Ce fut donc alors que l’on vit apparaître dans la société grecque deux groupes d’hommes dont le nom même n’était connu ni des contemporains de Solon, ni de ceux de Clisthène et d’Aristide ; je veux parler des rhétoriciens et des dialecticiens. Comme toutes les grandes créations du génie grec, ces deux nouveautés, la rhétorique et la dialectique, avaient eu d’humbles débuts ; pas plus que l’épopée, l’ode, le drame ou l’histoire, la Grèce ne les avait empruntées à ses voisins, mais elle les avait tirées de son propre fonds. C’était sous l’action de stimulans locaux et non d’influences extérieures qu’elles étaient nées, et qu’elles avaient pris une rapide croissance.

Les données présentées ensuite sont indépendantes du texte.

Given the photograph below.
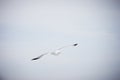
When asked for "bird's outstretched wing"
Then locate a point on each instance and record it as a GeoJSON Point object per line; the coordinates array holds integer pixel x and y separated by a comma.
{"type": "Point", "coordinates": [36, 58]}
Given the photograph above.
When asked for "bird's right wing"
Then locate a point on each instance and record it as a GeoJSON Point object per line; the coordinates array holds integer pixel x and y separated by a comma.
{"type": "Point", "coordinates": [40, 56]}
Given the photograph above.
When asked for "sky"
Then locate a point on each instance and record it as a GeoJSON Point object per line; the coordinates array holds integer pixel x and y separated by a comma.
{"type": "Point", "coordinates": [29, 28]}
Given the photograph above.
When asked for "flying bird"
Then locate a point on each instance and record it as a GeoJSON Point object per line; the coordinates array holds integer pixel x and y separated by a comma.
{"type": "Point", "coordinates": [55, 52]}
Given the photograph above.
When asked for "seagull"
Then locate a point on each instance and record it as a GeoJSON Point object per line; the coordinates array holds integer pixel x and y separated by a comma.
{"type": "Point", "coordinates": [56, 52]}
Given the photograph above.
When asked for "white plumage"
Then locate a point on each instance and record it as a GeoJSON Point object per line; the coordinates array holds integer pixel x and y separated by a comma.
{"type": "Point", "coordinates": [56, 52]}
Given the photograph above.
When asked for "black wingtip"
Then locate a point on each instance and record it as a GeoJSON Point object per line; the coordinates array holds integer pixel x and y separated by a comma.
{"type": "Point", "coordinates": [75, 44]}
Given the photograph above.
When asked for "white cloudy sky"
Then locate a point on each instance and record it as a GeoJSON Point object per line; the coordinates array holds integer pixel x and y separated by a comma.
{"type": "Point", "coordinates": [32, 27]}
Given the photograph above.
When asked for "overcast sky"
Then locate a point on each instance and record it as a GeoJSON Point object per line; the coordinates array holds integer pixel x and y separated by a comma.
{"type": "Point", "coordinates": [29, 28]}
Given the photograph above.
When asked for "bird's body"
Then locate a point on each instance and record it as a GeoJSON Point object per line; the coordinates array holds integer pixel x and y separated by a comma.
{"type": "Point", "coordinates": [56, 52]}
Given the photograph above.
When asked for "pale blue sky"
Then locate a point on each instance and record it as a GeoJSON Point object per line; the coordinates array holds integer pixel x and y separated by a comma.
{"type": "Point", "coordinates": [30, 28]}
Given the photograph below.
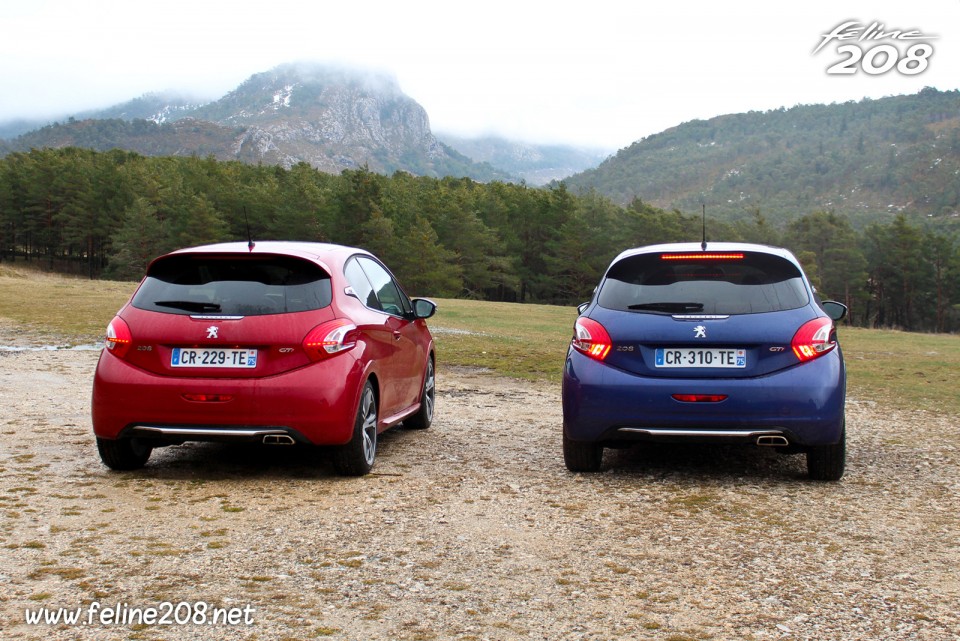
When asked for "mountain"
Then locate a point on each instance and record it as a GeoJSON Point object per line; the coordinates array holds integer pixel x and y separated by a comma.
{"type": "Point", "coordinates": [332, 119]}
{"type": "Point", "coordinates": [868, 160]}
{"type": "Point", "coordinates": [536, 164]}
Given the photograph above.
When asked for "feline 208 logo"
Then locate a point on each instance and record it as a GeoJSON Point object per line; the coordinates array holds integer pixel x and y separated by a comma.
{"type": "Point", "coordinates": [875, 49]}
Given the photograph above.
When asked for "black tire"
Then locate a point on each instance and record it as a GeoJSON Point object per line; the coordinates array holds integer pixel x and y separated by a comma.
{"type": "Point", "coordinates": [582, 457]}
{"type": "Point", "coordinates": [123, 454]}
{"type": "Point", "coordinates": [828, 462]}
{"type": "Point", "coordinates": [428, 396]}
{"type": "Point", "coordinates": [356, 458]}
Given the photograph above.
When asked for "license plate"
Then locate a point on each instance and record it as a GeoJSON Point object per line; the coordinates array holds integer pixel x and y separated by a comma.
{"type": "Point", "coordinates": [190, 357]}
{"type": "Point", "coordinates": [696, 357]}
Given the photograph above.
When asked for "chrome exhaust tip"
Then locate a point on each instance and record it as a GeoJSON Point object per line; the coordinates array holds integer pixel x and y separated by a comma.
{"type": "Point", "coordinates": [772, 440]}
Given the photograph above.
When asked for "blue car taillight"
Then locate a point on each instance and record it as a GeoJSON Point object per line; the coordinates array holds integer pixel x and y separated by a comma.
{"type": "Point", "coordinates": [813, 339]}
{"type": "Point", "coordinates": [591, 339]}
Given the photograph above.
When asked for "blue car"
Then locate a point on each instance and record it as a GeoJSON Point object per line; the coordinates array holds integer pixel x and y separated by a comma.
{"type": "Point", "coordinates": [724, 343]}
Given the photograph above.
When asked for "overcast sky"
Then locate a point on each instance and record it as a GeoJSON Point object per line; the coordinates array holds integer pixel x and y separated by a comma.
{"type": "Point", "coordinates": [594, 72]}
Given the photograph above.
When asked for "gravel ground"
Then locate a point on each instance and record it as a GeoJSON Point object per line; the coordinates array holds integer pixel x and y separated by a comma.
{"type": "Point", "coordinates": [472, 529]}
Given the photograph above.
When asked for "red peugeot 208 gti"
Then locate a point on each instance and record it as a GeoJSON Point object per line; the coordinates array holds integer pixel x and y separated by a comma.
{"type": "Point", "coordinates": [273, 342]}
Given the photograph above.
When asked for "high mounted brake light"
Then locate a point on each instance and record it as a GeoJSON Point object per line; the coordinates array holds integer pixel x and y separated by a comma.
{"type": "Point", "coordinates": [704, 256]}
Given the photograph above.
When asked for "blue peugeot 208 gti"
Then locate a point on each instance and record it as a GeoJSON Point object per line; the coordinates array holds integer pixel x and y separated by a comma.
{"type": "Point", "coordinates": [724, 343]}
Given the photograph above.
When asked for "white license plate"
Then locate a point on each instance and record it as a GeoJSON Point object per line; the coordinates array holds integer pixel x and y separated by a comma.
{"type": "Point", "coordinates": [190, 357]}
{"type": "Point", "coordinates": [696, 357]}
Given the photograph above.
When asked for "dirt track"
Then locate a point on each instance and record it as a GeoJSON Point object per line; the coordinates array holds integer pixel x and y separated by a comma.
{"type": "Point", "coordinates": [474, 529]}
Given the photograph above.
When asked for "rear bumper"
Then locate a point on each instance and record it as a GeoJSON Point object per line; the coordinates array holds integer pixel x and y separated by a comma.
{"type": "Point", "coordinates": [314, 404]}
{"type": "Point", "coordinates": [804, 404]}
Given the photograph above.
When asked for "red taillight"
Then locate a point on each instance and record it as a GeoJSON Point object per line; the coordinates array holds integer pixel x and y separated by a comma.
{"type": "Point", "coordinates": [704, 256]}
{"type": "Point", "coordinates": [331, 338]}
{"type": "Point", "coordinates": [208, 398]}
{"type": "Point", "coordinates": [119, 338]}
{"type": "Point", "coordinates": [813, 339]}
{"type": "Point", "coordinates": [700, 398]}
{"type": "Point", "coordinates": [591, 338]}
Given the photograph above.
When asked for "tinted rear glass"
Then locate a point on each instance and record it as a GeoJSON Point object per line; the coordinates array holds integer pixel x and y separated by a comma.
{"type": "Point", "coordinates": [233, 285]}
{"type": "Point", "coordinates": [755, 283]}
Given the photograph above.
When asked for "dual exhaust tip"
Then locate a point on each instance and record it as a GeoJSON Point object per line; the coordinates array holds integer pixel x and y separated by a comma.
{"type": "Point", "coordinates": [278, 439]}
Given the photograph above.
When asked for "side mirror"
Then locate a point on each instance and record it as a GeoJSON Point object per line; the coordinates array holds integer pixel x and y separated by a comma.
{"type": "Point", "coordinates": [836, 311]}
{"type": "Point", "coordinates": [423, 308]}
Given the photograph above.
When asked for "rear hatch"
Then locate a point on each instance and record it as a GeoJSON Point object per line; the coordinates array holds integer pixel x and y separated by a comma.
{"type": "Point", "coordinates": [226, 315]}
{"type": "Point", "coordinates": [720, 315]}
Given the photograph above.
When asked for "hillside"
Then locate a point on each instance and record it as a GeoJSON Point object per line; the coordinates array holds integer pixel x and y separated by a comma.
{"type": "Point", "coordinates": [867, 160]}
{"type": "Point", "coordinates": [331, 119]}
{"type": "Point", "coordinates": [535, 164]}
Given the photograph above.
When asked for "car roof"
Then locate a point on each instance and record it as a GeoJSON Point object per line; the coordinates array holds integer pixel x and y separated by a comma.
{"type": "Point", "coordinates": [317, 252]}
{"type": "Point", "coordinates": [694, 248]}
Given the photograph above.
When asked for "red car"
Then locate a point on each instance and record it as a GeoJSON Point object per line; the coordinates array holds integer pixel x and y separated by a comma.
{"type": "Point", "coordinates": [272, 342]}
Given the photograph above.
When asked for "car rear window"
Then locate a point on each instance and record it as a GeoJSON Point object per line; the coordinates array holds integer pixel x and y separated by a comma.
{"type": "Point", "coordinates": [233, 285]}
{"type": "Point", "coordinates": [748, 284]}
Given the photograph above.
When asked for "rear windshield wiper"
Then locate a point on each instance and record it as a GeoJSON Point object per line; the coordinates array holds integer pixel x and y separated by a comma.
{"type": "Point", "coordinates": [670, 308]}
{"type": "Point", "coordinates": [189, 305]}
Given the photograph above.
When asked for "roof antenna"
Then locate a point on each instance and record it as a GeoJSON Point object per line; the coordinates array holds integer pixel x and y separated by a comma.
{"type": "Point", "coordinates": [250, 243]}
{"type": "Point", "coordinates": [703, 245]}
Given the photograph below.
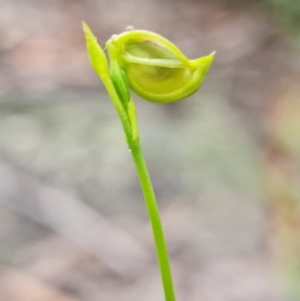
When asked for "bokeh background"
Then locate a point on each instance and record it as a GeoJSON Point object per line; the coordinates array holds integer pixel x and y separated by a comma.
{"type": "Point", "coordinates": [225, 163]}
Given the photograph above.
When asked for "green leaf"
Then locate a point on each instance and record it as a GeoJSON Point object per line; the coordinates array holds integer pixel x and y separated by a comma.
{"type": "Point", "coordinates": [96, 54]}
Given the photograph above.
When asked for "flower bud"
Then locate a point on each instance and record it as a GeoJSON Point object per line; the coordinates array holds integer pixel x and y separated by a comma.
{"type": "Point", "coordinates": [155, 68]}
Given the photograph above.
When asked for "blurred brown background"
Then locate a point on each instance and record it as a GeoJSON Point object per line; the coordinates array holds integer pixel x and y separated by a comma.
{"type": "Point", "coordinates": [225, 163]}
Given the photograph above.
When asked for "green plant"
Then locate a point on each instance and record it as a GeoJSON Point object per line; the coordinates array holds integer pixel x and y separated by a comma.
{"type": "Point", "coordinates": [156, 70]}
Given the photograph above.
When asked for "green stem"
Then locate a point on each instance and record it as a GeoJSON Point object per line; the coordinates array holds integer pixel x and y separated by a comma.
{"type": "Point", "coordinates": [153, 212]}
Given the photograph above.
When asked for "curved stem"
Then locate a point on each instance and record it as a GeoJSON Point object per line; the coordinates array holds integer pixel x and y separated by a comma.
{"type": "Point", "coordinates": [153, 212]}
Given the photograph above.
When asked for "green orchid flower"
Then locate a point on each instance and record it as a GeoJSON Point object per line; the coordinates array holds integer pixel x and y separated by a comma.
{"type": "Point", "coordinates": [155, 69]}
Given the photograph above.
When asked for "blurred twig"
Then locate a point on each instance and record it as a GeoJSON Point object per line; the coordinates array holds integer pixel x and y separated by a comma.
{"type": "Point", "coordinates": [70, 217]}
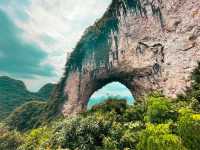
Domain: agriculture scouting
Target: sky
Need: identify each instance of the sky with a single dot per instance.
(37, 35)
(114, 89)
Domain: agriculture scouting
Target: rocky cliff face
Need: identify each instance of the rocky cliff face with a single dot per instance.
(145, 44)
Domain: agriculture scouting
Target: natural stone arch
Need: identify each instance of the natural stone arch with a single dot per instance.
(111, 91)
(146, 45)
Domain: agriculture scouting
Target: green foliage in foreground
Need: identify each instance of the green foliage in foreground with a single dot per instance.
(152, 125)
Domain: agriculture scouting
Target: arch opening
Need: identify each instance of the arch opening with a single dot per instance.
(114, 90)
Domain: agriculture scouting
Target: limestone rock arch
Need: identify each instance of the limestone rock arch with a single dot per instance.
(144, 44)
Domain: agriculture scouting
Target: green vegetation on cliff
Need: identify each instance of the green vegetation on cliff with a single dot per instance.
(13, 93)
(156, 124)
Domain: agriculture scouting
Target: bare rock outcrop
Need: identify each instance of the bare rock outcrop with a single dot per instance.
(145, 44)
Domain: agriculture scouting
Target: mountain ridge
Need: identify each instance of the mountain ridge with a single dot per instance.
(13, 93)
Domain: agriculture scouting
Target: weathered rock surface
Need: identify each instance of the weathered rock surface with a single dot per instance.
(156, 47)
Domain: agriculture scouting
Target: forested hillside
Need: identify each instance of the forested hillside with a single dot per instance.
(13, 93)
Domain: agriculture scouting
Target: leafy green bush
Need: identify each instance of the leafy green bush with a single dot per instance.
(79, 133)
(159, 137)
(189, 128)
(9, 140)
(36, 139)
(159, 110)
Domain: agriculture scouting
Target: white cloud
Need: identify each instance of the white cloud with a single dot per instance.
(55, 25)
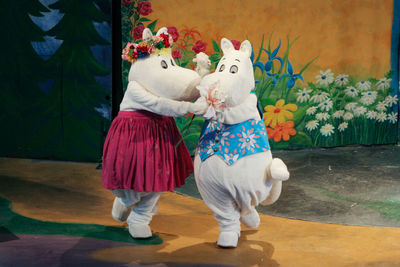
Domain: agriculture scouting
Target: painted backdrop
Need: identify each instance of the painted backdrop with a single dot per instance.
(326, 70)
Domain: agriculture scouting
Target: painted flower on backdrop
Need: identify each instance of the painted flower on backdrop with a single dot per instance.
(325, 77)
(358, 111)
(350, 106)
(173, 32)
(348, 116)
(383, 84)
(327, 129)
(363, 85)
(392, 117)
(338, 114)
(312, 125)
(127, 3)
(319, 97)
(138, 31)
(281, 131)
(199, 46)
(311, 110)
(372, 114)
(322, 116)
(326, 105)
(236, 44)
(176, 53)
(279, 113)
(144, 8)
(303, 95)
(351, 91)
(343, 126)
(342, 79)
(391, 100)
(381, 117)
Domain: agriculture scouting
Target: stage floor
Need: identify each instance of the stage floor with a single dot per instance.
(57, 214)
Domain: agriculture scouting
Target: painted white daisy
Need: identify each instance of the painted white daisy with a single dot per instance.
(351, 91)
(351, 106)
(363, 85)
(372, 114)
(381, 106)
(383, 84)
(338, 114)
(367, 100)
(358, 111)
(312, 125)
(343, 126)
(303, 95)
(319, 97)
(326, 105)
(311, 110)
(348, 116)
(322, 116)
(327, 130)
(392, 117)
(342, 79)
(381, 117)
(391, 100)
(325, 77)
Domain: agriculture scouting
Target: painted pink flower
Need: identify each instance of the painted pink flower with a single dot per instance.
(144, 8)
(199, 46)
(173, 31)
(236, 44)
(138, 31)
(176, 53)
(127, 3)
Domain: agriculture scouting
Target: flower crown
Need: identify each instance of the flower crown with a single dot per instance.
(157, 44)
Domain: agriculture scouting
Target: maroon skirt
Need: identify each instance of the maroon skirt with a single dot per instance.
(141, 152)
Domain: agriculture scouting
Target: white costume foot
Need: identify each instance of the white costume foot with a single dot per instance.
(228, 239)
(140, 231)
(251, 220)
(279, 170)
(119, 211)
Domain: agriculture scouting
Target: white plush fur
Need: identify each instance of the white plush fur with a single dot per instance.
(164, 91)
(233, 192)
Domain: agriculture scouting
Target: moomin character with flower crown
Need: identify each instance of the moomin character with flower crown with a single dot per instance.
(143, 155)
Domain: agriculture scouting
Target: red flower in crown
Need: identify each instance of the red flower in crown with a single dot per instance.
(173, 31)
(236, 44)
(165, 40)
(199, 46)
(144, 8)
(127, 3)
(138, 31)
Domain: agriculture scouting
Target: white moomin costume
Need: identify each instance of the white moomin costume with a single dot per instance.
(233, 166)
(143, 155)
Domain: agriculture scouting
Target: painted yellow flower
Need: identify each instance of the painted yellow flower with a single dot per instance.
(278, 113)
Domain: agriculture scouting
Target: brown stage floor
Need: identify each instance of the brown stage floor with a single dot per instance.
(72, 192)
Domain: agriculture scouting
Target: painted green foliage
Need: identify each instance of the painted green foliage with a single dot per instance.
(20, 71)
(71, 128)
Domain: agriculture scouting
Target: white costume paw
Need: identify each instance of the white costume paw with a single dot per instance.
(140, 231)
(251, 220)
(279, 170)
(119, 211)
(228, 239)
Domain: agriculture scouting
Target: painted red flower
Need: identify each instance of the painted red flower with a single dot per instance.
(144, 8)
(199, 46)
(236, 44)
(173, 31)
(176, 53)
(138, 31)
(127, 3)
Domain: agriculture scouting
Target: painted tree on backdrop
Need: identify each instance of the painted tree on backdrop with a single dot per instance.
(20, 71)
(72, 129)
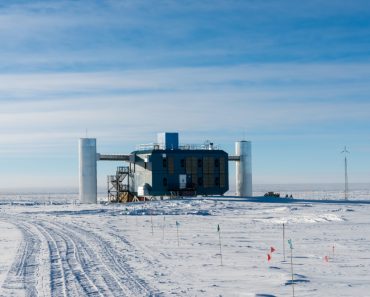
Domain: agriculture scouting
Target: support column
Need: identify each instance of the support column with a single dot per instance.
(87, 170)
(243, 149)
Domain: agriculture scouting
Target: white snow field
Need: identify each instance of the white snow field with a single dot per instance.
(133, 250)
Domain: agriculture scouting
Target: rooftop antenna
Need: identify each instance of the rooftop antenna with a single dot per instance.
(345, 152)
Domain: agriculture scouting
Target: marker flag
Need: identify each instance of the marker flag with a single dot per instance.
(290, 244)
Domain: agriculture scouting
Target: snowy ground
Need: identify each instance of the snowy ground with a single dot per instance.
(133, 250)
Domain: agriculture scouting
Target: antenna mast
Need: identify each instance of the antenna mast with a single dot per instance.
(345, 152)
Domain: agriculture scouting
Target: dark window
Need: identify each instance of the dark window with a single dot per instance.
(217, 163)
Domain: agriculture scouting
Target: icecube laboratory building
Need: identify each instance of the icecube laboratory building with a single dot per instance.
(165, 168)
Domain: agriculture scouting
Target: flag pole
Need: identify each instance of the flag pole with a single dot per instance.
(151, 220)
(219, 238)
(177, 229)
(284, 241)
(291, 263)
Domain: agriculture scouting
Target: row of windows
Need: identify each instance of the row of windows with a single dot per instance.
(182, 163)
(200, 181)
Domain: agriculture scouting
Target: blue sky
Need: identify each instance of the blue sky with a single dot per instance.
(291, 76)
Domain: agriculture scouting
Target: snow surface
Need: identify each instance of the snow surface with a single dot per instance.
(54, 247)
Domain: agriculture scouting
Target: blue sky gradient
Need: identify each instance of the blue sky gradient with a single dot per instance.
(291, 76)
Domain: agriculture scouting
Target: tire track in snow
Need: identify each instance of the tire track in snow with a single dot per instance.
(23, 274)
(117, 273)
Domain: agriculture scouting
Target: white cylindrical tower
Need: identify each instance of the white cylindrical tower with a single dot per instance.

Ces deux enseignemens s’adressent à deux familles d’esprits, à deux classes toutes différentes. Les leçons du rhéteur sont surtout recherchées par les ambitieux, par les jeunes gens riches qui veulent devenir puissans par la parole. Ce que le rhéteur promet, c’est de rendre ses disciples « capables de persuader par leurs discours les juges dans les tribunaux, les sénateurs dans le sénat, le peuple dans les assemblées, en un mot tous ceux qui composent une réunion politique. » Cependant il est des esprits actifs et curieux qui ne se sentent pas le goût ou la force d’entrer dans la vie publique. A ceux-là, la dialectique offre un plaisir d’un ordre très raffiné : c’est un genre de conversation tout particulier qui tient le milieu entre les libres causeries des banquets antiques ou des modernes salons et ces argumentations en forme qu’institueront plus tard les écoles des philosophes. Ces discussions ne peuvent s’engager qu’entre gens instruits et cultivés ; elles éveillent et excitent l’intelligence bien plus vivement que la méditation solitaire. Elles offrent à la fois la joie de la découverte et l’animation du débat oratoire : c’est la recherche de la vérité, la spéculation, avec ce que lui donnent de plus attachant cette lutte contre l’adversaire et les satisfactions d’amour-propre que l’on en attend.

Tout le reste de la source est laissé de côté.